The Order will remain in effect until modified or terminated by the FDIC and the Department. Copies of the Consent Agreement and Order are included as Exhibits 10.1 and 10.2 and are incorporated herein by reference. The description of the Order set forth above does not purport to be complete and is qualified by reference to the full text of the Order.
On September 11, 2009, the Company was informed by Michael E. Moulton, Chief Financial Officer of both the Company and the Bank of his resignation. Mr. Moulton's resignation is effective as of September 18, 2009. Mr. Moulton's letter of resignation did not indicate that his resignation was in connection with any disagreement with the Company or the Bank pertaining to the Company's or the Bank's operations, policies or practices. Ms. Karry Bryan, the Senior Vice President and Chief Accounting Officer of the Company and the Bank will assume Mr. Moulton's responsibilities on an interim basis.
Ms. Bryan, age 43, joined the Bank in August, 2005 as Vice President of Finance, Controller. She was promoted to First Vice President, Controller in January, 2006, and to the position of Senior Vice President, Chief Accounting Officer and Controller in January, 2007. Prior to joining the Bank, Ms. Bryan served as Controller for Bank of Marin from November, 2004 to August, 2005. Ms. Bryan is a CPA, obtained her Masters of Business Administration in Finance from the University of Chicago, and has over twelve years of experience in financial services, plus five years as Senior Auditor with Price Waterhouse, LLP, focusing on financial services-related clients.

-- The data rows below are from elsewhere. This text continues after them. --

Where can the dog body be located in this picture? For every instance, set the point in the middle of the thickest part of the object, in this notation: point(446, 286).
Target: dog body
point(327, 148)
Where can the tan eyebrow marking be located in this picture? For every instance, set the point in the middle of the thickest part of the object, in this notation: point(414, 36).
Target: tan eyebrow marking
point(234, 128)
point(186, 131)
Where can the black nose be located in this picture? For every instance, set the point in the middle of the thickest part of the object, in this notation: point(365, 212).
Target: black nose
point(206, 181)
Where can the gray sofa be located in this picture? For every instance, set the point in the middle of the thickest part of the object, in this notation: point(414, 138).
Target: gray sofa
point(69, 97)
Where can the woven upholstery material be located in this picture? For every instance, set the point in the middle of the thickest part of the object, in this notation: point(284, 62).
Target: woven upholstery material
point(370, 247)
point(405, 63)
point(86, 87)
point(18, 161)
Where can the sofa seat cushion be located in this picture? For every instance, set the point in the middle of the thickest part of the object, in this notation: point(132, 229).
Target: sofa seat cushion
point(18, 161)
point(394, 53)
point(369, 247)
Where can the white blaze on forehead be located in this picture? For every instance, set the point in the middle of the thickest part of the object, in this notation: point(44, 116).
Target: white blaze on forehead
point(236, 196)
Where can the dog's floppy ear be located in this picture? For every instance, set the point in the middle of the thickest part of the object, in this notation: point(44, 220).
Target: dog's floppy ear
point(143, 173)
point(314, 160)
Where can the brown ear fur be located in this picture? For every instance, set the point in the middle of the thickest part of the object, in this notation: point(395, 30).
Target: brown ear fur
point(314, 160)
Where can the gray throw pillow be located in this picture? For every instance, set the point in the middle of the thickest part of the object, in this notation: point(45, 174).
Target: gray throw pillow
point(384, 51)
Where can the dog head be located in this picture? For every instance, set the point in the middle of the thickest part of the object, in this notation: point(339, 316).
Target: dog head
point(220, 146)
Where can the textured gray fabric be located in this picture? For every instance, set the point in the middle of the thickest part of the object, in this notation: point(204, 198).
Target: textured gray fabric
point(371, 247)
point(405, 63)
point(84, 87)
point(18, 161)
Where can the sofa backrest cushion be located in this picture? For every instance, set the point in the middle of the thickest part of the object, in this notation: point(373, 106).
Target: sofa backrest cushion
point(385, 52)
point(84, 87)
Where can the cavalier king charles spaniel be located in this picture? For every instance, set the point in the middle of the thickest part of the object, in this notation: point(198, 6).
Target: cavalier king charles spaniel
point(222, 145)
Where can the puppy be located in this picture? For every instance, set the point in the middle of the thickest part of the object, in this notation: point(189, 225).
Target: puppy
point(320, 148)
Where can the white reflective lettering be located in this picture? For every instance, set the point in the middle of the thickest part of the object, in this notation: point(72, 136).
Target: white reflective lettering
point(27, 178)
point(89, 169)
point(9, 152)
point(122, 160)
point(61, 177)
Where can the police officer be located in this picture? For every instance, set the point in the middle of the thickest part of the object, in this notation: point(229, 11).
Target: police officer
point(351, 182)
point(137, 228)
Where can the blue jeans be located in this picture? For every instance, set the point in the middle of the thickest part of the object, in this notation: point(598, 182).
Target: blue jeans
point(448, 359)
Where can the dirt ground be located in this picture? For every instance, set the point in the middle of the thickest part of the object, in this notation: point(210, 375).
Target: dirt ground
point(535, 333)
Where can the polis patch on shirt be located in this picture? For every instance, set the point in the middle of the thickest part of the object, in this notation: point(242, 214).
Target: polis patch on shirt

Ms. Bryan has engaged in banking transactions with the Bank in the ordinary course of business. With the exception of the Company's Employee Loan Program, all outstanding loans and commitments included in such transactions were made on substantially the same terms, including interest rates and collateral, as those prevailing at the time for comparable transactions with other persons not related to the Company, did not involve more than a normal risk of collectability, and did not present other favorable features. As part of the Employee Loan Program, all employees, including executive officers, are eligible to receive mortgage loans with interest rates one percent (1%) below the Bank's prevailing interest rate at the time of loan origination.
(d) Exhibits
Exhibit Number Description
10.1 Stipulation and Consent to the Issuance of an Order to Cease and
Desist, dated September 14, 2009, between Tamalpais Bank and the
Federal Deposit Insurance Corporation and the California
Department of Financial Institutions.